In [1]:
import pandas as pd
import numpy as np
from pathlib import Path

pd.set_option('display.max_columns', 100)

PROJECT_ROOT = Path.cwd().parent

APPLIC_PATH = PROJECT_ROOT / 'data/raw/application_train.csv'
PROCESSED_PATH = PROJECT_ROOT / 'data/processed/application_features_baseline.csv'

BUREAU_PATH = PROJECT_ROOT / 'data/raw/bureau.csv'
BUREAU_BALANCE_PATH = PROJECT_ROOT / 'data/raw/bureau_balance.csv'

INTERIM_PATH = PROJECT_ROOT / 'data/interim'
INTERIM_BUREAU = INTERIM_PATH / 'bureau_agg.csv'
INTERIM_INSTAL = INTERIM_PATH / 'installment_agg.csv'
INTERIM_CREDIT_CARD = INTERIM_PATH / 'credit_card.csv'

PREVIOUS_APPLIC_PATH = PROJECT_ROOT / 'data/raw/previous_application.csv'
POS_CASH_BALANCE_PATH = PROJECT_ROOT / 'data/raw/POS_CASH_balance.csv'
INSTAL_PAYMENTS_PATH = PROJECT_ROOT / 'data/raw/installments_payments.csv'
CREDIT_CARD_BALANCE_PATH = PROJECT_ROOT / 'data/raw/credit_card_balance.csv'

LAST_K = 3
YEAR = 360

In [12]:
if not APPLIC_PATH.exists() or not BUREAU_PATH.exists() or not BUREAU_BALANCE_PATH.exists():
    raise FileNotFoundError(
        "Raw data not found. See README.md for download insturctions."
    )

df = pd.read_csv(APPLIC_PATH)

bureau_df = pd.read_csv(BUREAU_PATH)
bureau_balance_df = pd.read_csv(BUREAU_BALANCE_PATH)

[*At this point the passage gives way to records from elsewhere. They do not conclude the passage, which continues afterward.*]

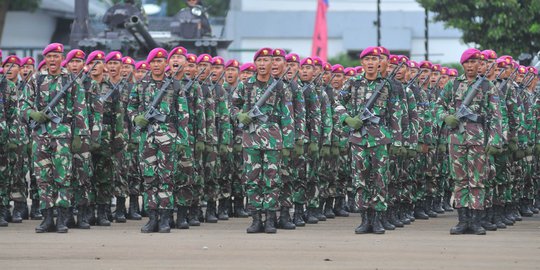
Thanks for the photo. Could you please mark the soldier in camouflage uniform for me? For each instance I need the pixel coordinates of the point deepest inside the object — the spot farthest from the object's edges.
(161, 141)
(54, 143)
(470, 147)
(263, 141)
(369, 150)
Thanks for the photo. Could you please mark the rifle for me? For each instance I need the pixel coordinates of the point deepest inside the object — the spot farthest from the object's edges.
(48, 110)
(366, 114)
(153, 111)
(255, 112)
(464, 111)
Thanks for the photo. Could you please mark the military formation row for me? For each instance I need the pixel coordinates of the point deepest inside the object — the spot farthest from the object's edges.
(393, 139)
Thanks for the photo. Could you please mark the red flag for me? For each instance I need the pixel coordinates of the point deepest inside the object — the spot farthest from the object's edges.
(320, 36)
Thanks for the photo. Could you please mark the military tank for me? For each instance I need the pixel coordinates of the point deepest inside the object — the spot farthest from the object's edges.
(126, 30)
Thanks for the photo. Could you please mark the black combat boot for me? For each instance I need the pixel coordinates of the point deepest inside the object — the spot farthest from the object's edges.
(193, 216)
(239, 209)
(523, 208)
(210, 216)
(328, 208)
(298, 217)
(256, 224)
(35, 214)
(474, 225)
(47, 225)
(419, 210)
(310, 217)
(181, 218)
(463, 222)
(437, 205)
(102, 219)
(376, 223)
(120, 213)
(133, 213)
(165, 220)
(18, 210)
(61, 226)
(285, 219)
(223, 209)
(270, 224)
(446, 201)
(485, 219)
(365, 226)
(152, 224)
(429, 207)
(3, 221)
(82, 221)
(339, 207)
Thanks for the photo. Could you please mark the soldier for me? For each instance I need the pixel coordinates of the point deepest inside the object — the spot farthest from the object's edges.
(369, 141)
(470, 144)
(54, 143)
(161, 139)
(262, 141)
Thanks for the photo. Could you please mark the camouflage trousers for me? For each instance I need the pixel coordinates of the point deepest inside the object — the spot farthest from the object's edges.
(157, 166)
(370, 176)
(470, 170)
(53, 169)
(184, 178)
(262, 179)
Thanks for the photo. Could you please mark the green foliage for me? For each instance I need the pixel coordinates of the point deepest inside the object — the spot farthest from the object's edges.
(506, 26)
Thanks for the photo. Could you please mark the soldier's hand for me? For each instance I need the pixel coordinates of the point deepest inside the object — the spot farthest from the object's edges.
(141, 121)
(200, 146)
(325, 151)
(244, 118)
(237, 147)
(285, 152)
(354, 122)
(451, 121)
(76, 144)
(313, 148)
(39, 117)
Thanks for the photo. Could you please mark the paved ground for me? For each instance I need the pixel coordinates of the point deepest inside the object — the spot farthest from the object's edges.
(329, 245)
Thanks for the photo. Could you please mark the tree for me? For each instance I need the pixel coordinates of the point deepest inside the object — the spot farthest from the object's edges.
(506, 26)
(5, 5)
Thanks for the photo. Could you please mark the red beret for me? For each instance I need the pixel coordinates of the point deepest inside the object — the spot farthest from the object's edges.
(232, 63)
(95, 55)
(156, 53)
(293, 57)
(376, 51)
(471, 53)
(262, 52)
(337, 68)
(204, 58)
(53, 47)
(12, 59)
(248, 67)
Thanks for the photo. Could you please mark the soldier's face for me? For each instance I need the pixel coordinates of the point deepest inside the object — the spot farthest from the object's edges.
(264, 65)
(217, 69)
(158, 65)
(278, 66)
(12, 74)
(471, 68)
(208, 68)
(53, 61)
(293, 68)
(371, 64)
(75, 65)
(337, 81)
(231, 75)
(307, 72)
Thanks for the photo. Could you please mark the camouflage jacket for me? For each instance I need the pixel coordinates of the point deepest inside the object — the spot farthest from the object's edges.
(278, 131)
(485, 104)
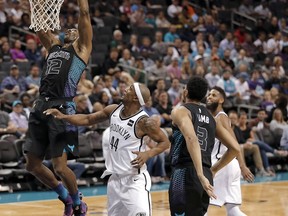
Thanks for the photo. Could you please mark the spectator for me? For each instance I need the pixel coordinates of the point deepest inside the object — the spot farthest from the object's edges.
(5, 53)
(96, 19)
(174, 91)
(228, 42)
(267, 102)
(174, 70)
(247, 146)
(111, 62)
(17, 54)
(273, 44)
(284, 139)
(117, 41)
(213, 76)
(161, 20)
(263, 10)
(159, 46)
(171, 35)
(15, 84)
(173, 11)
(18, 118)
(164, 108)
(155, 72)
(277, 121)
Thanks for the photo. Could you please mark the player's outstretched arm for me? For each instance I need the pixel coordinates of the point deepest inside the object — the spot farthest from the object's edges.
(228, 140)
(82, 119)
(85, 30)
(181, 117)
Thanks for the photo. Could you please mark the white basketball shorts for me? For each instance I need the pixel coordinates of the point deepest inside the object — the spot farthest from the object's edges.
(227, 186)
(129, 195)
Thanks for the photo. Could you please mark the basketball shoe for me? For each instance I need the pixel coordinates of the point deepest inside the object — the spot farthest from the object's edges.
(80, 210)
(68, 202)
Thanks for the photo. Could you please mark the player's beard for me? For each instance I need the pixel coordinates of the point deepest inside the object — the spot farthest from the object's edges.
(212, 106)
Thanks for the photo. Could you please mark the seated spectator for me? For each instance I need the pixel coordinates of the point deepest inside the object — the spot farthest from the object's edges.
(117, 41)
(137, 18)
(174, 91)
(267, 102)
(213, 76)
(174, 70)
(173, 11)
(277, 121)
(284, 139)
(242, 88)
(17, 54)
(171, 35)
(16, 84)
(264, 147)
(81, 102)
(155, 72)
(164, 108)
(262, 10)
(248, 147)
(18, 118)
(5, 53)
(96, 19)
(227, 83)
(161, 21)
(139, 73)
(159, 46)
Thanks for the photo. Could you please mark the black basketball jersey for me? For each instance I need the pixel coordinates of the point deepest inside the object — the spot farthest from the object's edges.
(61, 73)
(205, 127)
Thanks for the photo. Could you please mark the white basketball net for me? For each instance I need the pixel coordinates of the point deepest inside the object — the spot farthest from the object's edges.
(45, 14)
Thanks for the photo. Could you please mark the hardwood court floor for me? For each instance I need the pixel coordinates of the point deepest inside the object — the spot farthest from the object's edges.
(261, 199)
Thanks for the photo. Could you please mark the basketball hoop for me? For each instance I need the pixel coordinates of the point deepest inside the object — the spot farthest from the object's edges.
(45, 14)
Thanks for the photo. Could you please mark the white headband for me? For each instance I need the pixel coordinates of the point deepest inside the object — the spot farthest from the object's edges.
(138, 93)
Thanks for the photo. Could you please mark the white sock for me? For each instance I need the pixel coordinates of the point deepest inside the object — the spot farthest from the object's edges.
(234, 210)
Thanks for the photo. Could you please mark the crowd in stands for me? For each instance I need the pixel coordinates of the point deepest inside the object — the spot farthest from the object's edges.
(162, 44)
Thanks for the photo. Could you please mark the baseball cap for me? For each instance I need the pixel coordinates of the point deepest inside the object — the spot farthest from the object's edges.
(15, 103)
(13, 67)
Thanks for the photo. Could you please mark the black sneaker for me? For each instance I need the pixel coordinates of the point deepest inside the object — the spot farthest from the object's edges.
(68, 202)
(81, 209)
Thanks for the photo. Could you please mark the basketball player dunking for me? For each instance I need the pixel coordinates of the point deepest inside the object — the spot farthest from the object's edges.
(61, 73)
(129, 184)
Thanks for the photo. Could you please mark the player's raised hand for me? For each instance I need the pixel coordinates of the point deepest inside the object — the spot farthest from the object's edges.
(207, 187)
(55, 113)
(141, 158)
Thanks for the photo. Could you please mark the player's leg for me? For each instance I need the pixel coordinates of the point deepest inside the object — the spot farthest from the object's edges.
(233, 210)
(136, 195)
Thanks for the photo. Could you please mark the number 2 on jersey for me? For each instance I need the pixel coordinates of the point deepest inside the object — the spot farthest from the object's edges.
(202, 135)
(114, 143)
(53, 66)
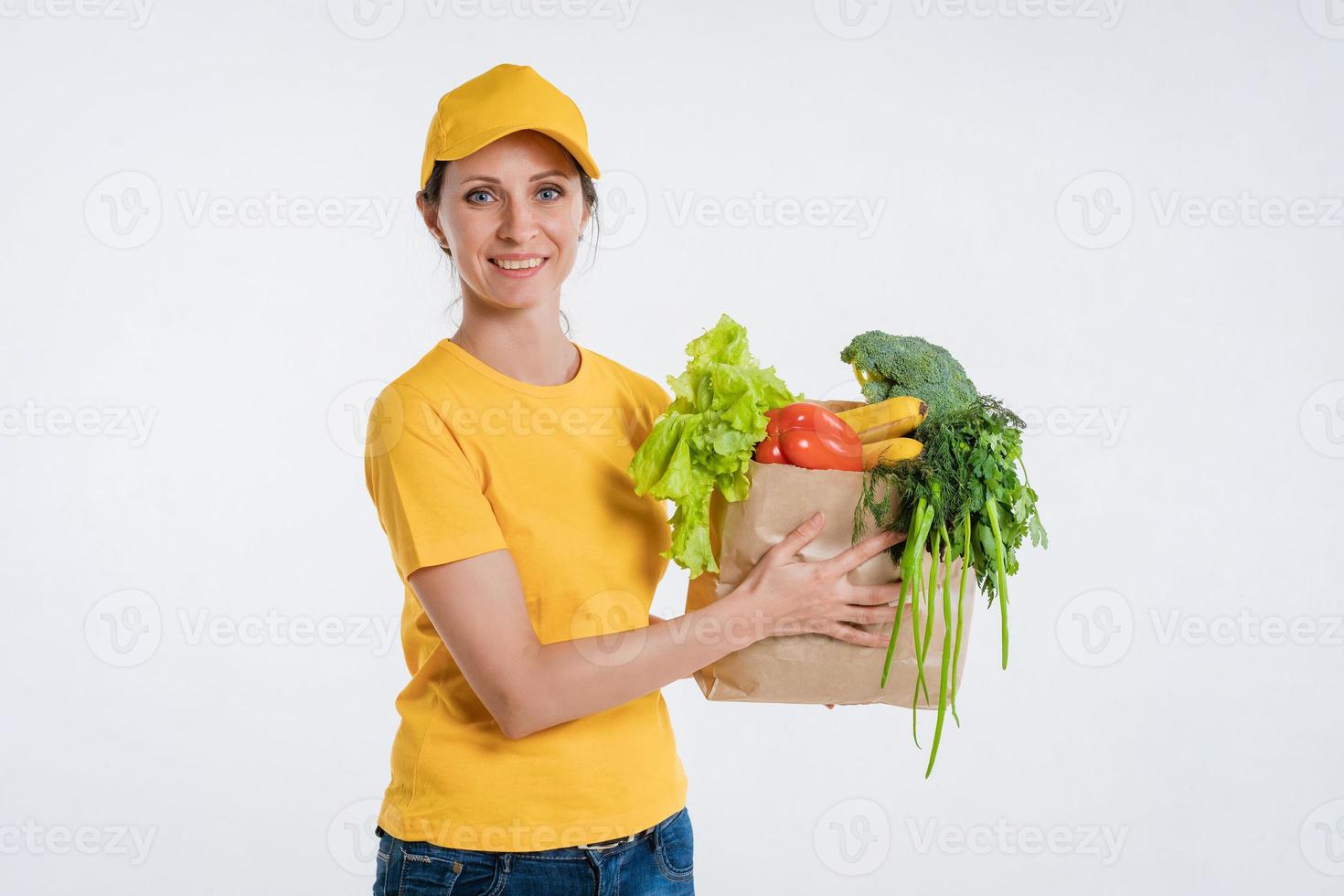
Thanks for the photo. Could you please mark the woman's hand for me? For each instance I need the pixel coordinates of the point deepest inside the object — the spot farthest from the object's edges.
(789, 595)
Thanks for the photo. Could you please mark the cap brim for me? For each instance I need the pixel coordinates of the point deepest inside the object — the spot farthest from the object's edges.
(465, 146)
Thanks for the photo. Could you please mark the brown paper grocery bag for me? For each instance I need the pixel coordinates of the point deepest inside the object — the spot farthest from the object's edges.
(815, 667)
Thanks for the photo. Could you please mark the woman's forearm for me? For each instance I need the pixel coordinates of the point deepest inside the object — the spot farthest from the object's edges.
(572, 678)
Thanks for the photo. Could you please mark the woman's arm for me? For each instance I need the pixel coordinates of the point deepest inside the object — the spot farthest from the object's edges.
(476, 604)
(477, 609)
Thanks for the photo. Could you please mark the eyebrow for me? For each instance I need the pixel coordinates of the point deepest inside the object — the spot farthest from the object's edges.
(554, 172)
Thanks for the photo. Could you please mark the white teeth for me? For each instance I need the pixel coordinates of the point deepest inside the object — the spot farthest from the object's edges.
(517, 265)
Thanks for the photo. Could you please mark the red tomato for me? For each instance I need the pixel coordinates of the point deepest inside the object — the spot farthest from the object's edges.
(820, 452)
(768, 452)
(804, 415)
(772, 429)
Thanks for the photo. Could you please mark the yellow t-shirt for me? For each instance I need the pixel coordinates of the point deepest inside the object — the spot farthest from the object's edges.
(463, 460)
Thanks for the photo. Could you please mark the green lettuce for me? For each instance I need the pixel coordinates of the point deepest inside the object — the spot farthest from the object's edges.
(707, 435)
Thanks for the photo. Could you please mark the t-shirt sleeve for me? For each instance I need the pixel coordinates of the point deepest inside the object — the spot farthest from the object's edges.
(428, 495)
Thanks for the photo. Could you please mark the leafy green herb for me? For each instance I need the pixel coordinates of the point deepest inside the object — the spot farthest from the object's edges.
(706, 437)
(965, 489)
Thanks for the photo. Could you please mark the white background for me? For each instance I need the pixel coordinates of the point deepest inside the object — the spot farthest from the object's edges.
(1125, 220)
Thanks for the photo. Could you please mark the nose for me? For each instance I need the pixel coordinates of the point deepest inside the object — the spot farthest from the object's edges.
(517, 222)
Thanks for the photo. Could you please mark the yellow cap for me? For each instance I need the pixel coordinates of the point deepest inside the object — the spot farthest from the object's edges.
(499, 102)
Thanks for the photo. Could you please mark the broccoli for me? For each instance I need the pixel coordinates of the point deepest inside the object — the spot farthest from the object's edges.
(887, 366)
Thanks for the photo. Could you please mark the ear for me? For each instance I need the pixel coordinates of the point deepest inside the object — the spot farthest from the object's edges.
(431, 214)
(583, 220)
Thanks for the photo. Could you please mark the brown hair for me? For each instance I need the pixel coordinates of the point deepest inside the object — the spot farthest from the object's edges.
(434, 188)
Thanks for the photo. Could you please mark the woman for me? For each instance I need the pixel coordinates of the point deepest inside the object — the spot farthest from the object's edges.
(535, 753)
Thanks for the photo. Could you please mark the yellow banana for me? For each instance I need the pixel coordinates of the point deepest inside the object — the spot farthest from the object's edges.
(890, 452)
(887, 420)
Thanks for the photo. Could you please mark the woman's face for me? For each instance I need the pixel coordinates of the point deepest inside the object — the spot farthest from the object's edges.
(511, 214)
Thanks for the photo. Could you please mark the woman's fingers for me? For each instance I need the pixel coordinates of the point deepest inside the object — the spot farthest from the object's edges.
(866, 549)
(800, 538)
(852, 635)
(867, 614)
(874, 594)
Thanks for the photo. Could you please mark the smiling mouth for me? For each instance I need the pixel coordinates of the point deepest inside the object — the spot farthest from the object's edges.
(517, 263)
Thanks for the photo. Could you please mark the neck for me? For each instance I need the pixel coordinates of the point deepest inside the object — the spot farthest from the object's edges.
(526, 344)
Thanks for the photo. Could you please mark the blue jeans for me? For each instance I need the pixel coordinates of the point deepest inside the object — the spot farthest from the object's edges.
(657, 863)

Aggregate bureau balance table and merge it with bureau table by SK_ID_BUREAU key

In [13]:
bureau_balance_agg = bureau_balance_df.groupby('SK_ID_BUREAU').agg(
    loan_duration=('MONTHS_BALANCE', 'count'),
    prepaid_ratio=('STATUS', lambda x: (x == 'C').mean()),
    default_ever=('STATUS', lambda x: int((x == '5').any())),
    bad_dpd_ratio=('STATUS', lambda x: (x.isin(['2', '3', '4', '5']).mean())),
    bad_dpd_count=('STATUS', lambda x: (x.isin(['2', '3', '4', '5']).sum())),
    small_dpd_ratio=('STATUS', lambda x: (x == '1').mean()),
    small_dpd_count=('STATUS', lambda x: (x == '1').sum()),
    paid_in_time_ratio=('STATUS', lambda x: (x == '0').mean()),
    paid_in_time_count=('STATUS', lambda x: (x == '0').sum()),
    unknown_ratio=('STATUS', lambda x: (x == 'X').mean())
).reset_index()

KeyboardInterrupt: 

In [None]:
bureau_df = bureau_df.merge(
    bureau_balance_agg, 
    how='left',
    on='SK_ID_BUREAU',
    )

Aggregate bureau table and merge it with main application table by SK_ID_CURR key. Engineering some features in bureau table before and after merging

In [None]:
bureau_df['early_closure_days'] = bureau_df['DAYS_CREDIT_ENDDATE'] - bureau_df['DAYS_ENDDATE_FACT']
bureau_df['credit_duration'] = abs(bureau_df['DAYS_CREDIT'] - bureau_df['DAYS_ENDDATE_FACT'])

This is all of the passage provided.